South-East Europe’s power reality: 2025 lessons and what 2026 will really look like

The story of South-East Europe’s electricity markets in 2025 is essentially a story of a region learning to navigate a world where stability cannot be assumed and where every structural weakness eventually becomes visible in price behavior. Across the region, 2025 continued the pattern that began after the European energy shock: markets did not collapse, but they did not fully calm either. Prices were no longer at the crisis extremes of previous years, yet they also did not return to pre-crisis innocence. Instead, the region settled into a transitional phase where systemic uncertainty coexisted with gradual stabilization, a phase defined by fragile balance rather than confidence.

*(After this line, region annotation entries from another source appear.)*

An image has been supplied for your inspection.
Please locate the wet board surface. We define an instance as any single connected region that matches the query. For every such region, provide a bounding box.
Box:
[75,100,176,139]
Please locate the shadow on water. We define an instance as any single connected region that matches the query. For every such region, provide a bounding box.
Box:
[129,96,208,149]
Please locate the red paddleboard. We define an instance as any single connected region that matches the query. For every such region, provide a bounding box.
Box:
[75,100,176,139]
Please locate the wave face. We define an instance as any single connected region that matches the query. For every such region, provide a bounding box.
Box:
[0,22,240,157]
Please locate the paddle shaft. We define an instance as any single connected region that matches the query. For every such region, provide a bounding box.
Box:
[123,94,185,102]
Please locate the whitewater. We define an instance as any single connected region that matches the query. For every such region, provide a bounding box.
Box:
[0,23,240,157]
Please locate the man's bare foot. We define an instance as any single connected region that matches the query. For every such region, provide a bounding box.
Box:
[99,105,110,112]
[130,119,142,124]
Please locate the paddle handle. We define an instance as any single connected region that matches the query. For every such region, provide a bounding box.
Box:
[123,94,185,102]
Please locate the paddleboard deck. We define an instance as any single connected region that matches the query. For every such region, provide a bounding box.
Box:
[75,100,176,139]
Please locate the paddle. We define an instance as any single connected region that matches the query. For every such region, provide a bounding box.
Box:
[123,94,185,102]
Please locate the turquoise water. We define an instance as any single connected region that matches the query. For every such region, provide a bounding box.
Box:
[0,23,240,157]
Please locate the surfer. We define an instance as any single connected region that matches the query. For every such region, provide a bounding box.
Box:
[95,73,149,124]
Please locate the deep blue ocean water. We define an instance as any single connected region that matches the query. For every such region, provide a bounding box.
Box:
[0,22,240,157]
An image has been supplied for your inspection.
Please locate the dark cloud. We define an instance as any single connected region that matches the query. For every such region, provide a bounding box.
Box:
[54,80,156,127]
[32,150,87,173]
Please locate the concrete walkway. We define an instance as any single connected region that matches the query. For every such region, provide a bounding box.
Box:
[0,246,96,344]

In practical terms, 2025 confirmed that volatility in South-East Europe is no longer an exception but a structural characteristic. Whenever hydrology weakened, the region immediately felt the stress. Whenever regional temperatures shifted, balancing costs reminded governments how dependent their systems still are on flexibility that is either insufficient or imported. Whenever coal units struggled, electricity imports rose and price pressure followed. Gas remained available, but no longer carried the illusion of permanence or cheapness; every state planning around it did so with the quiet understanding that gas is a stabilizer with political strings attached. At the same time, renewables multiplied, bringing welcome capacity but also exposing how unprepared many systems still are to integrate large intermittent volumes without robust balancing infrastructure and grid reinforcement.

This mix created a 2025 in which South-East Europe operated, but did not yet feel secure. Wholesale markets often traded in uneasy stability interrupted by stress spikes. Forward markets showed hesitation rather than conviction. Utilities continued managing risk rather than shaping opportunity. Countries that already possessed strong anchor assets, such as nuclear, hydropower depth or diversified import access, experienced visibly calmer market dynamics than those dependent on aging coal, uncertain hydro or limited interconnection leverage. The region therefore began to split more clearly between electricity environments shaped by capacity confidence and those shaped by capacity anxiety.

As 2026 approaches, the key projection is not dramatic transformation but deepening of this structural divide. Countries with nuclear power, advancing nuclear programs, expanding firm capacity or meaningful diversification are likely to experience progressively tighter price bands and greater long-term electricity credibility. The combination of stable baseload and growing renewables will begin to create environments where volatility is controlled rather than endured and where forward planning becomes genuinely possible. In those systems, balancing markets are likely to become more disciplined, emergency pricing rarer, and industrial buyers more comfortable making long-term commitments because they can reasonably trust that electricity will not become a permanent vulnerability.

For the rest of the region, 2026 risks looking like an intensified version of 2025 unless meaningful change accelerates. Hydrology will continue to dictate fate in years with poor rainfall. Coal fleets will not suddenly become younger or more reliable. Imports will remain expensive whenever wider European pressures reappear. Renewables will continue expanding, but without adequate system modernization they will remain double-edged: politically celebrated assets that still generate operational stress. Price volatility will linger, forward uncertainty will persist, and governments will remain trapped in short-term firefighting whenever seasonal stress collides with structural weaknesses.

The strategic meaning of 2026 for South-East Europe therefore lies in what the year represents rather than in whether it produces a spectacular event. It represents a moment where gradual divergence becomes clearer, where electricity systems anchored in credible long-term capacity begin to behave like stable markets and where weaker systems slide further into dependence on neighbors and imported solutions. It marks a continuation of a regional truth that is becoming impossible to ignore: price stability, market maturity and competitiveness are no longer determined mainly by market design or regulation, but by whether a country possesses firm, modern, resilient power capacity at the core of its system.

If 2025 was the year the region accepted this reality, then 2026 is shaping up to be the year it begins to live with the consequences of who acted early and who delayed.